Al definir la ciudad de Caracas, me encuentro con diversas perspectivas, diversas vistas que a lo largo de mi vida fui descubriendo con sorpresa. Si hace 15 años me hubieran pedido definir mi ciudad, por medio de sus límites, no hubiera contestado con exactitud, porque en ese entonces, mi ciudad no poseía límites. En ese entonces, estaba acostumbrada a una arquitectura caraqueña libre, con espacios como los que conseguimos en Bellas Artes donde los edificios y los espacios públicos son uno sólo, donde las plazas te permiten reconocer el entorno sin sentirte encerrado ni agobiado.
Ahora, hay que reconocer que Caracas es otra.
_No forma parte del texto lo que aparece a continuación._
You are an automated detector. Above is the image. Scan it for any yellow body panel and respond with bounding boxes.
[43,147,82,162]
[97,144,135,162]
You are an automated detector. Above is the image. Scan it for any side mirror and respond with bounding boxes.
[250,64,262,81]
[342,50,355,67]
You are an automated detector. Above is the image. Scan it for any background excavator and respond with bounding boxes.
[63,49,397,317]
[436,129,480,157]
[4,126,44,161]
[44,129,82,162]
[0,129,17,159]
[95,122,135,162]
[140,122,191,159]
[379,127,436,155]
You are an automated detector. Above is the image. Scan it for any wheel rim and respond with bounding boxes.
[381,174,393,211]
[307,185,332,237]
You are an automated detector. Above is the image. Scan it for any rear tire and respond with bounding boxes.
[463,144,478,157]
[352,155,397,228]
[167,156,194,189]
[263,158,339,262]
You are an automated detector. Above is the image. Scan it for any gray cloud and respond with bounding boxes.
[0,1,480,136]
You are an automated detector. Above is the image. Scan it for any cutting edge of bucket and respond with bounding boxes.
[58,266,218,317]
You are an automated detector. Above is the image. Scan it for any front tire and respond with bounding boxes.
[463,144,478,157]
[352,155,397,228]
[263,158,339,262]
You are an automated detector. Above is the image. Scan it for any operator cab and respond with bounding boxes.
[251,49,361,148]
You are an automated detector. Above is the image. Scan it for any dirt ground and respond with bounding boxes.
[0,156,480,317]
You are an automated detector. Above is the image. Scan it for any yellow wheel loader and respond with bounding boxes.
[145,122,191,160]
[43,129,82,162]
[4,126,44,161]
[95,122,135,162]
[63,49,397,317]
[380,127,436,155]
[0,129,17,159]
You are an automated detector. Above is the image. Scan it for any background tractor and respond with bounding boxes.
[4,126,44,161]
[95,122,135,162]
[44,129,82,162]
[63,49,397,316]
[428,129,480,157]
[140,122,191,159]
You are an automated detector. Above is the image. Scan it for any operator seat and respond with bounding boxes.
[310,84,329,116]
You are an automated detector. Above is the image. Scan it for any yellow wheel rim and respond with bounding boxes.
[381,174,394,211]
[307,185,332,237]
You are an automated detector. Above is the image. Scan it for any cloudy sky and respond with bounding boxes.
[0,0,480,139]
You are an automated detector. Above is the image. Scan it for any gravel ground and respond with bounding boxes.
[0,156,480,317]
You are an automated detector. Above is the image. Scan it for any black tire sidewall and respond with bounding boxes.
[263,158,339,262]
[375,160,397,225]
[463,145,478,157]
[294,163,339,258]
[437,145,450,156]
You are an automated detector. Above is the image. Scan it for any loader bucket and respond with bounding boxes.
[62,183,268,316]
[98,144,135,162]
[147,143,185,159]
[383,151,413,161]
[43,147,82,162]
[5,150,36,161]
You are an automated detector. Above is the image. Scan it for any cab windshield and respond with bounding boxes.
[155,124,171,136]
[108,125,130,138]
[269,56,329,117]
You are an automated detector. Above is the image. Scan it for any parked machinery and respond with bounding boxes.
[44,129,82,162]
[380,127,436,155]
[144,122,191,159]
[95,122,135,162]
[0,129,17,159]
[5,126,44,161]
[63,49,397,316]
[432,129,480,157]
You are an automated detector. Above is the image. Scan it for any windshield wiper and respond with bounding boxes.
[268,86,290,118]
Uno se ve obligado a encerrar la ciudad dentro de muros concentrados. Muros que cada vez son más densos y nos van cerrando más y más. La percepción caraqueña ha cambiado completamente. Se podría decir que la Caracas de ahora no se presenta de forma “dinámica” sino de forma “agitada”; se puede ver en el movimiento de los transeúntes como en la arquitectura que ellos recorren. Las personas en las calles se asemejan a un río moviéndose entre un laberinto de construcciones y edificios cada vez más próximos unos de los otros. Las calles de la ciudad ondean entre las urbanizaciones a medida de que se van apoderando del terreno, de forma aleatoria, sin orden.
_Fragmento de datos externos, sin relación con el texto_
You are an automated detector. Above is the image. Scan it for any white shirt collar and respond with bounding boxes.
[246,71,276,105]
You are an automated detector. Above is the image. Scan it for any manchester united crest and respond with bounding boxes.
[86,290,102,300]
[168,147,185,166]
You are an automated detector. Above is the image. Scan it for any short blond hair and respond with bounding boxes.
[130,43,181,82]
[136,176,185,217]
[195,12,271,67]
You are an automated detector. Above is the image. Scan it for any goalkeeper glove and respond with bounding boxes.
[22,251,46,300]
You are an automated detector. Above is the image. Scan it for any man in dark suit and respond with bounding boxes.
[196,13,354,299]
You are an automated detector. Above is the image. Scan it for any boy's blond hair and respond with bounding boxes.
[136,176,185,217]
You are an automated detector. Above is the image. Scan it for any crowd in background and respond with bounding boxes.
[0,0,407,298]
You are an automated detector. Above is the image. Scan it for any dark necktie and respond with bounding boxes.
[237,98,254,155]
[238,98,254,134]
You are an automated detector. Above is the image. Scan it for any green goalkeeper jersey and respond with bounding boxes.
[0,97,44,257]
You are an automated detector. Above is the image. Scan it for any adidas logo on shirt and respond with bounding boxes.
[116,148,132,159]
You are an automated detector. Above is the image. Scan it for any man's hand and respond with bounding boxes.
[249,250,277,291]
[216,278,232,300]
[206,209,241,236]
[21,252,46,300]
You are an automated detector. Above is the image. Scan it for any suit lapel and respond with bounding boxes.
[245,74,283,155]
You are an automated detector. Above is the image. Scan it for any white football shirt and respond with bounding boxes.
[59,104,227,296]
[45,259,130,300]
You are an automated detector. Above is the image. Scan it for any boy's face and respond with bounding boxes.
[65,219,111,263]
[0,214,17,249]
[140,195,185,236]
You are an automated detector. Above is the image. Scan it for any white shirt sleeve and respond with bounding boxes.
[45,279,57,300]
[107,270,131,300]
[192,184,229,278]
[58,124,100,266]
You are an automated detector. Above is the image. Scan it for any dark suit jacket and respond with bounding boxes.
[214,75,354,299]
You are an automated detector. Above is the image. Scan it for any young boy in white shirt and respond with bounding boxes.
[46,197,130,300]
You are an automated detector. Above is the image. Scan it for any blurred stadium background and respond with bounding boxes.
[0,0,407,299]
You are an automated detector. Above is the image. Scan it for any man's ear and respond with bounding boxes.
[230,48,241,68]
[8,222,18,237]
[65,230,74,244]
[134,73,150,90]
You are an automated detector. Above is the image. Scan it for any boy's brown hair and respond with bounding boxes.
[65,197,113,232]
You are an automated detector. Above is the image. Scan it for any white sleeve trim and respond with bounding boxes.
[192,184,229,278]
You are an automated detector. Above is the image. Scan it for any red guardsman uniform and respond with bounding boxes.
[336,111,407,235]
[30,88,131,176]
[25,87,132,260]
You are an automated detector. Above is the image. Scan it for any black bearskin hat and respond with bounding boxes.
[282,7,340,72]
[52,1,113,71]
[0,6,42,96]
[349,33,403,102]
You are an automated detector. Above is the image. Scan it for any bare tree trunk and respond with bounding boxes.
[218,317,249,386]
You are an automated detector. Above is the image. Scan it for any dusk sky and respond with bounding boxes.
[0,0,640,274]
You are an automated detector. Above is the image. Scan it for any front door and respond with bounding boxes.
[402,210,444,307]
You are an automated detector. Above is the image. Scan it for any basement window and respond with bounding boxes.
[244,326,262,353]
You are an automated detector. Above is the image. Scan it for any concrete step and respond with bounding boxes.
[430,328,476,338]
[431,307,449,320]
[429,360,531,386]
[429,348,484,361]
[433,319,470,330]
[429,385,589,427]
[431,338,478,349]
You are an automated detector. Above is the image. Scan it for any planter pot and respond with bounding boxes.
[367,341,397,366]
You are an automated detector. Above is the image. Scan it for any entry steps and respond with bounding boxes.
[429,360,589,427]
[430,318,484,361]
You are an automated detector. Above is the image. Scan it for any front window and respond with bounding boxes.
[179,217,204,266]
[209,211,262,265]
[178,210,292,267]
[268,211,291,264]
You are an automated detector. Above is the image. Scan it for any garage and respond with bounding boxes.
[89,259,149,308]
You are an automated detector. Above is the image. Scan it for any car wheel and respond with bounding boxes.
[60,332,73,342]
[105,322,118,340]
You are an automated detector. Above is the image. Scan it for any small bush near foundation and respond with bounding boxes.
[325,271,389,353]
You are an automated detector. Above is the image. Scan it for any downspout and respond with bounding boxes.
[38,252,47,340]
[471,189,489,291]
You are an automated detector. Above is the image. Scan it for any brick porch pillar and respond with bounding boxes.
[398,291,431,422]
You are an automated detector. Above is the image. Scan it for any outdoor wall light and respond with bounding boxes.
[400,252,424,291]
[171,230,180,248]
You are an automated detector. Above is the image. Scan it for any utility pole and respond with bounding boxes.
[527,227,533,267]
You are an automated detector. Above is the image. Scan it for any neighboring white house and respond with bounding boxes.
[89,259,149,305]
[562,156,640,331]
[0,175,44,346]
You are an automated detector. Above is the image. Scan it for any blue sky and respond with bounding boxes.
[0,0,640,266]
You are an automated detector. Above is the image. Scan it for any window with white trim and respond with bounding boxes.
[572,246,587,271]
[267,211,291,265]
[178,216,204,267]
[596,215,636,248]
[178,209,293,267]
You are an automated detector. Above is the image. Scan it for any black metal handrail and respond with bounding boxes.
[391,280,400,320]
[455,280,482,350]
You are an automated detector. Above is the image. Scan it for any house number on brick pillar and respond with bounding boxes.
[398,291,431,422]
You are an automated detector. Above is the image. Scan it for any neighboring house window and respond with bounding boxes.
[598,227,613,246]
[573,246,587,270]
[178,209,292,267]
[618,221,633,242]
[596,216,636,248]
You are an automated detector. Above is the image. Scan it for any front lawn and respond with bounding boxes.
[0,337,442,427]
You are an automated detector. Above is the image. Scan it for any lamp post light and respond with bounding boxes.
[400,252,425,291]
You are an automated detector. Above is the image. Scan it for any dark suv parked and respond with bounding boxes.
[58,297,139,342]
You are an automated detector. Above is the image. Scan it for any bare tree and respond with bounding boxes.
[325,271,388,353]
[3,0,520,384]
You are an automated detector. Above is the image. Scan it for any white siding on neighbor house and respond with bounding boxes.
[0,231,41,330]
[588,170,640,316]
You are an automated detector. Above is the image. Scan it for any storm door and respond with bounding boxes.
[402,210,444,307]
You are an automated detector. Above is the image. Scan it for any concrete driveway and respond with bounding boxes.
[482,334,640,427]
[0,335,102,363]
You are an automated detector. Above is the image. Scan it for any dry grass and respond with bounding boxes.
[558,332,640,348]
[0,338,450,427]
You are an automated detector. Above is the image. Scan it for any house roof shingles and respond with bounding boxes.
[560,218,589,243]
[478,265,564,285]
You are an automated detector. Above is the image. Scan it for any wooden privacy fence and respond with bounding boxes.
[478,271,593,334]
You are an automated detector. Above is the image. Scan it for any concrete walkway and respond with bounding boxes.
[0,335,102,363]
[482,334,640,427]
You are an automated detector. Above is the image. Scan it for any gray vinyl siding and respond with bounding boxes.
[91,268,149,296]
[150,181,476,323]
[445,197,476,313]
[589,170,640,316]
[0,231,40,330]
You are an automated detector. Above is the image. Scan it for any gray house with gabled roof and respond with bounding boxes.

Las plazas en Caracas ya no suelen tener una función de reunión entre sus habitantes. Las plazas ahora poseen una función de respiro, de desahogo, un lugar en donde este río de personas desemboca en área limpia de construcciones, rodeada, generalmente, de calles anónimas. Las plazas van cobrando menos importancia, adoptando más el papel de “punto de referencia” para poder darle pistas a los transeúntes de dónde ubicarse en este laberinto ondulado. Es esta aglomeración de construcciones que hace que los caraqueños puedan recorrer cada vez menos la ciudad a pie. Ahora, los caraqueños se están acostumbrando más y más a experimentar la ciudad desde la ventanilla de un automóvil, como si la vieran desde una televisión, sin sentir los olores, las temperaturas, el sol, el sonido real de la ciudad, simplemente desplazándose de un territorio a otro por caminos “seguros” y “sin pérdida” y dejando cada vez más en abandono estos pasillos orgánicos de rayos de luz filtrada entre un bosque de edificios.
Este mismo “dinamismo” lo podemos ver durante los días y noches en la ciudad. En el día, el sol revela un collage de edificaciones bastante variado, donde edificios antiguos y plazas heredadas de nuestros antepasados, de colores tenues, conviven en el mismo espacio con edificios novedosos, de mayor escala y colores más brillantes. Pero, al caer la noche, todos estos colores se esconden (junto con sus habitantes) y se observa que el mismo cielo estrellado se confunde con una masa de luces en el fondo de la ciudad, a lo lejos.
Es gracias a esta ocupación aleatoria de la ciudad, que Caracas posee unos límites muy difusos, no hay una línea propiamente trazada que defina el fin de la ciudad y el principio de otra, es, más bien, una percepción visual la que nos indica que dejamos la ciudad caraqueña atrás. Siempre se ve a la distancia una masa de construcciones precarias y coloridas que ocupan el paisaje de fondo de la ciudad; al dirigirnos a las afueras de Caracas, podemos ver que estas “casitas de colores” van gradualmente quedando atrás y el paisaje poco a poco se va desnudando hasta mostrarse virgen y sin intervención del hombre, ahí es cuando sabemos que Caracas está a nuestras espaldas.